The final revelation in the sequels was then that this machine intelligence had survived and had been building an empire in secret all of the time that humanity had been building their own and eventually decided that it wanted to destroy all of the humans (why? Because that's what evil robot overlords do! Obviously). These books could have been written by the Bene Gesserit sister that Leto just managed to restrain himself from killing in God Emperor, for her stupidity. He explained that humanity had moved past the point where machines could be a threat (remember: they were never a physical threat, the threat was always stagnation and decay as humans delegated more and more to machines until there was no point in continuing to live).

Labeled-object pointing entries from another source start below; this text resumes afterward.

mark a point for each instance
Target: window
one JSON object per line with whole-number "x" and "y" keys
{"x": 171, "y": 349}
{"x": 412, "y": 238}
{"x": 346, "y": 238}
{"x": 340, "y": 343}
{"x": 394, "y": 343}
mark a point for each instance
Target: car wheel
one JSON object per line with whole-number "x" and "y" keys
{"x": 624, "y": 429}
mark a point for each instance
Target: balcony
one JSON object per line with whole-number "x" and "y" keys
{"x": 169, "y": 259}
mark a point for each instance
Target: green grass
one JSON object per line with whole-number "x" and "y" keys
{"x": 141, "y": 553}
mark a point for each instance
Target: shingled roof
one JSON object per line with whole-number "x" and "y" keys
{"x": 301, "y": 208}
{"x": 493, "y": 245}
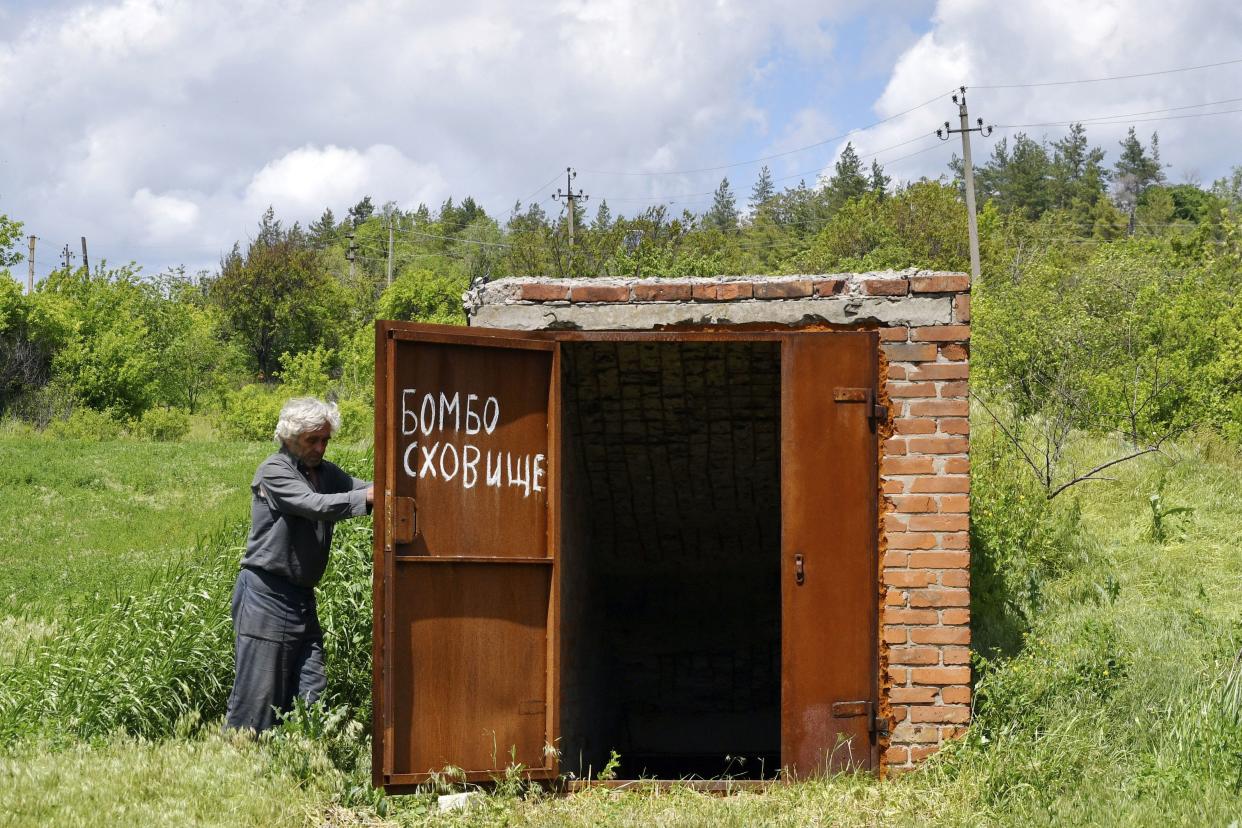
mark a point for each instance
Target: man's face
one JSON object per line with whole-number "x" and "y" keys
{"x": 309, "y": 446}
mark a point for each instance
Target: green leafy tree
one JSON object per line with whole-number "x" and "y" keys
{"x": 277, "y": 298}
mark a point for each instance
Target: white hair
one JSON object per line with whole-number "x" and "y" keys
{"x": 306, "y": 414}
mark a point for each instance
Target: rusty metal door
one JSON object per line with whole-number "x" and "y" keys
{"x": 466, "y": 459}
{"x": 829, "y": 569}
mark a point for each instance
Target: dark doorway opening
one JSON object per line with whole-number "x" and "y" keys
{"x": 670, "y": 560}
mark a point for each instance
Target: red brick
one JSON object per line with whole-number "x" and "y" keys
{"x": 938, "y": 445}
{"x": 955, "y": 616}
{"x": 911, "y": 540}
{"x": 544, "y": 292}
{"x": 940, "y": 409}
{"x": 913, "y": 656}
{"x": 939, "y": 523}
{"x": 940, "y": 483}
{"x": 830, "y": 287}
{"x": 893, "y": 558}
{"x": 955, "y": 389}
{"x": 913, "y": 426}
{"x": 908, "y": 504}
{"x": 955, "y": 466}
{"x": 940, "y": 371}
{"x": 955, "y": 503}
{"x": 955, "y": 577}
{"x": 939, "y": 560}
{"x": 907, "y": 466}
{"x": 662, "y": 292}
{"x": 896, "y": 634}
{"x": 911, "y": 351}
{"x": 954, "y": 351}
{"x": 909, "y": 616}
{"x": 955, "y": 425}
{"x": 940, "y": 334}
{"x": 911, "y": 389}
{"x": 886, "y": 287}
{"x": 894, "y": 523}
{"x": 940, "y": 634}
{"x": 934, "y": 597}
{"x": 955, "y": 695}
{"x": 730, "y": 291}
{"x": 908, "y": 577}
{"x": 600, "y": 293}
{"x": 940, "y": 675}
{"x": 940, "y": 714}
{"x": 955, "y": 540}
{"x": 955, "y": 654}
{"x": 796, "y": 289}
{"x": 894, "y": 446}
{"x": 897, "y": 755}
{"x": 912, "y": 695}
{"x": 940, "y": 283}
{"x": 961, "y": 308}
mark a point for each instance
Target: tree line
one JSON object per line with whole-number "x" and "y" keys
{"x": 1074, "y": 251}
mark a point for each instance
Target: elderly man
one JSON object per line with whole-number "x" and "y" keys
{"x": 297, "y": 498}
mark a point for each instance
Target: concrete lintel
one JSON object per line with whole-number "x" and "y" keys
{"x": 907, "y": 310}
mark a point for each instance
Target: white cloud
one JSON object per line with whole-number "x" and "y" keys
{"x": 1030, "y": 41}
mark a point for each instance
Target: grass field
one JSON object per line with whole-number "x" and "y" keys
{"x": 1115, "y": 699}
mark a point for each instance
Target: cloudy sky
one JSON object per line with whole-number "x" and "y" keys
{"x": 160, "y": 129}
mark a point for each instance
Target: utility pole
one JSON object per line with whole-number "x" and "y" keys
{"x": 570, "y": 199}
{"x": 390, "y": 251}
{"x": 30, "y": 270}
{"x": 965, "y": 129}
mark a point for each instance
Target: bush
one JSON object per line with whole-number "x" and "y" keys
{"x": 86, "y": 423}
{"x": 163, "y": 425}
{"x": 250, "y": 412}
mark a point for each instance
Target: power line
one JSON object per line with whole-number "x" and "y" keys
{"x": 1113, "y": 77}
{"x": 783, "y": 154}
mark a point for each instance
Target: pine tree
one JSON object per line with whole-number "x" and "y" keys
{"x": 723, "y": 214}
{"x": 878, "y": 180}
{"x": 763, "y": 191}
{"x": 848, "y": 180}
{"x": 323, "y": 231}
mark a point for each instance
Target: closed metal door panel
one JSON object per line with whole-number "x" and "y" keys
{"x": 829, "y": 569}
{"x": 465, "y": 553}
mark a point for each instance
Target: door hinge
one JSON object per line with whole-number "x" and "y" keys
{"x": 877, "y": 412}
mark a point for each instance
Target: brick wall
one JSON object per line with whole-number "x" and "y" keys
{"x": 923, "y": 319}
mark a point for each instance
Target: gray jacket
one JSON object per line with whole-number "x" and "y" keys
{"x": 291, "y": 520}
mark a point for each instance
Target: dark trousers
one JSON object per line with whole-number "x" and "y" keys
{"x": 278, "y": 649}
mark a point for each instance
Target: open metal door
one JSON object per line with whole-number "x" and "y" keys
{"x": 829, "y": 545}
{"x": 466, "y": 463}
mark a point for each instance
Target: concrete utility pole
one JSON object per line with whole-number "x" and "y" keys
{"x": 570, "y": 199}
{"x": 390, "y": 251}
{"x": 30, "y": 270}
{"x": 969, "y": 169}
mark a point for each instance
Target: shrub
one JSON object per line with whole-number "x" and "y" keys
{"x": 86, "y": 423}
{"x": 163, "y": 425}
{"x": 250, "y": 412}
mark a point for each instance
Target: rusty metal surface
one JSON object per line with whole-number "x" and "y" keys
{"x": 829, "y": 626}
{"x": 465, "y": 666}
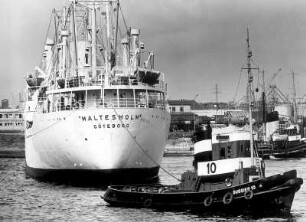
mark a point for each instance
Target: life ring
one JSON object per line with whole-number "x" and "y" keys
{"x": 208, "y": 201}
{"x": 228, "y": 182}
{"x": 248, "y": 195}
{"x": 279, "y": 200}
{"x": 147, "y": 203}
{"x": 228, "y": 198}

The point of the scattering in Leto's Golden Path was that humanity would spread out so that nothing could be an existential threat (the old Empire had more or less stopped expanding and didn't have exponential growth to protect it). Part of the point of Chapterhouse was that the conflict that was going on, in spite of engulfing more worlds than the Empire in the time of Dune, was a tiny sideshow - nothing that happened would affect humanity and the descendants of humanity as a whole. The big hint about the changes that were happening out of the empire was the extent to which the Honoured Matres and Futars had diverged from what was considered human. The implication was that they were the ones that had diverged the least and were no longer able to compete with far more predatory creatures that had evolved from humans.

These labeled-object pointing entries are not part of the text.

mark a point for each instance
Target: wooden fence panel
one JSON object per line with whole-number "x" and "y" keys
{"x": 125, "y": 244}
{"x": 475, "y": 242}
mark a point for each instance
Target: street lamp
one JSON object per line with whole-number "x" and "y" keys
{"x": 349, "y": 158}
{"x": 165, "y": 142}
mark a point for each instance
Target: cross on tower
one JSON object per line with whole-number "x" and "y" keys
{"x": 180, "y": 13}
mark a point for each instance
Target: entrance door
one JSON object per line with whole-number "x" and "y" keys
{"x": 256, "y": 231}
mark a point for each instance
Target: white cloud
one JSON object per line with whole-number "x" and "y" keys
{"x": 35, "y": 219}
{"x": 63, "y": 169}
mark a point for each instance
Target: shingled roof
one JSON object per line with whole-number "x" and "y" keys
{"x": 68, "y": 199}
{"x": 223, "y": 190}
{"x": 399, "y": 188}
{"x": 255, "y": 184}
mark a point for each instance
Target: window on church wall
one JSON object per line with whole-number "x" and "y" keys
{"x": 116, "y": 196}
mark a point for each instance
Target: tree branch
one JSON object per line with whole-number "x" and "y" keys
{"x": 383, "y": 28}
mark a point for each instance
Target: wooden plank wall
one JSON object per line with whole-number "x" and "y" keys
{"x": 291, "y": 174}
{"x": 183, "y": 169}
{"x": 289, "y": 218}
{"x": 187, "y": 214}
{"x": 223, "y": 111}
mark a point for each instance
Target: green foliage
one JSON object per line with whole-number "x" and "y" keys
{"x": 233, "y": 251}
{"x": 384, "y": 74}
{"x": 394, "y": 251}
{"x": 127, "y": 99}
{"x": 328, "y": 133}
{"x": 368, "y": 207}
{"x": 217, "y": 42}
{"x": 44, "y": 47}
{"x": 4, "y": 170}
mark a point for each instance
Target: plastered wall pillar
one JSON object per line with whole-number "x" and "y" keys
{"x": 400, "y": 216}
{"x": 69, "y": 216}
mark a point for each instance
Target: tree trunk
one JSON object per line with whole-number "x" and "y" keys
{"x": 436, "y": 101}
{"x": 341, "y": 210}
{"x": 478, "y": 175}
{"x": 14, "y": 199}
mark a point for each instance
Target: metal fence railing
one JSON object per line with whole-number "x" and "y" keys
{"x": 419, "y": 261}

Comment Re:First Book Is Still Solid (Score 1) 234

What do you think they introduced that made sense? The House series ended up having to do a load of hard resets that just didn't make sense (the no-ship technology appearing a few thousand years early? Well, just brush it under the rug - we all know that technologies are developed in a vacuum and so if you cover up an invention that has all of its prerequisites it won't be reinvented for a long time). The only redeeming feature of the House books was that they weren't as bad as the Butlerian Jihad series.

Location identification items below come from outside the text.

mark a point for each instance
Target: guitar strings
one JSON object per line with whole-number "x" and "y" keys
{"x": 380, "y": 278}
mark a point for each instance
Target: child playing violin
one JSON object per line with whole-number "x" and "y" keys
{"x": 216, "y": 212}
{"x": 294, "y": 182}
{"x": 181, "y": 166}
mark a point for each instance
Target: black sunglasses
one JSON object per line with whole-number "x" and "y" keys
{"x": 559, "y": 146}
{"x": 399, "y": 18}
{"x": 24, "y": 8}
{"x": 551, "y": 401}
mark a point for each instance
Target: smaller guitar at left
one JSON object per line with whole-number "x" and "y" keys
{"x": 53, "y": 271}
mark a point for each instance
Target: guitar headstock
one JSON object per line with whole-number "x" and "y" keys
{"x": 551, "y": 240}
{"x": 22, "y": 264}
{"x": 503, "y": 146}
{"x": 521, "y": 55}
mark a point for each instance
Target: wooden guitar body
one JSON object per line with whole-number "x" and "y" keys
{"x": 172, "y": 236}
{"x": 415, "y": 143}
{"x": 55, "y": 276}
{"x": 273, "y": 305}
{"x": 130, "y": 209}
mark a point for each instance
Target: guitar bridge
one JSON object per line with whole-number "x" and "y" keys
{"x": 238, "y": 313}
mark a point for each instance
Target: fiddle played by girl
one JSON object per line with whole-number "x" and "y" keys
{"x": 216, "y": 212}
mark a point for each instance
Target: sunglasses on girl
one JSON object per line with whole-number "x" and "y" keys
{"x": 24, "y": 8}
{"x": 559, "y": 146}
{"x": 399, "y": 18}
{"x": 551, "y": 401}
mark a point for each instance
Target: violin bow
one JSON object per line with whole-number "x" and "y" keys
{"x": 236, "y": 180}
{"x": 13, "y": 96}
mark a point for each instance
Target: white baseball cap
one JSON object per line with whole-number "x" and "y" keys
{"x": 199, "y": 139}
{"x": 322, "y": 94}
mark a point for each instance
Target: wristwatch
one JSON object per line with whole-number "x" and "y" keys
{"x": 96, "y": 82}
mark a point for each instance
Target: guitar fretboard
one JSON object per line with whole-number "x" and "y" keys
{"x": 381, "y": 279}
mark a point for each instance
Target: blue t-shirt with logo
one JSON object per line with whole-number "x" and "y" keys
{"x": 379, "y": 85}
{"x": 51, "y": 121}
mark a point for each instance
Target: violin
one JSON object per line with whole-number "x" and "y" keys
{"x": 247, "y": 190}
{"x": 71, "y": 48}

Comment Re:Lawrence (Score 1) 234

A much milder Christian version was some Puritans who banned Christmas

Minor clarification, but Puritans didn't ban Christmas, they banned the non-religious parties and traditions rooted in Saturnalia that had become associated with Christmas. Puritan Christmas involved spending most of the day in Church. They certainly tried to ban fun at Christmas (and at most other times), but not the Christian festival.

Comment Re:Not blue eyed ... (Score 5, Interesting) 234

Actually, the cool parallel you forgot is that melange was essential to the Guild Navigators, they couldn't navigate ships between stars without constant heavy use of melange to make them future-seeing. The rest of melange properties were merely valuable; this one kept universal trade going, essential to the economy. In short, it was the absolutely necessary strategic resource that kept transportation working.

Now that's a parallel.

Comment Re:Modularity (Score 1) 80

38MB sounds only a bit larger than just ICU (31MB on my machine), so Qt isn't adding much there. ICU is used by most GUI frameworks (Microsoft has their own version, but OS X ships it as part of the standard install) and includes things like fast unicode collation (locale-aware sorting is hard!) and fast unicode regular expressions. Most apps that need to work in places that aren't just the English(ish)-speaking parts of North America need most of that functionality.

Comment Re: i switched back from chrome to safari (Score 1) 311

WebKit != Safari

This is true, but it's also completely irrelevant. Safari uses WebKit, including WebCore and JavaScriptCore. All of the Safari features that are not part of WebCore and JavaScriptCore are entirely user-facing and irrelevant to web developers. If you look at what's actually included in the WebKit nightly builds, you'll see that it's a build of Safari.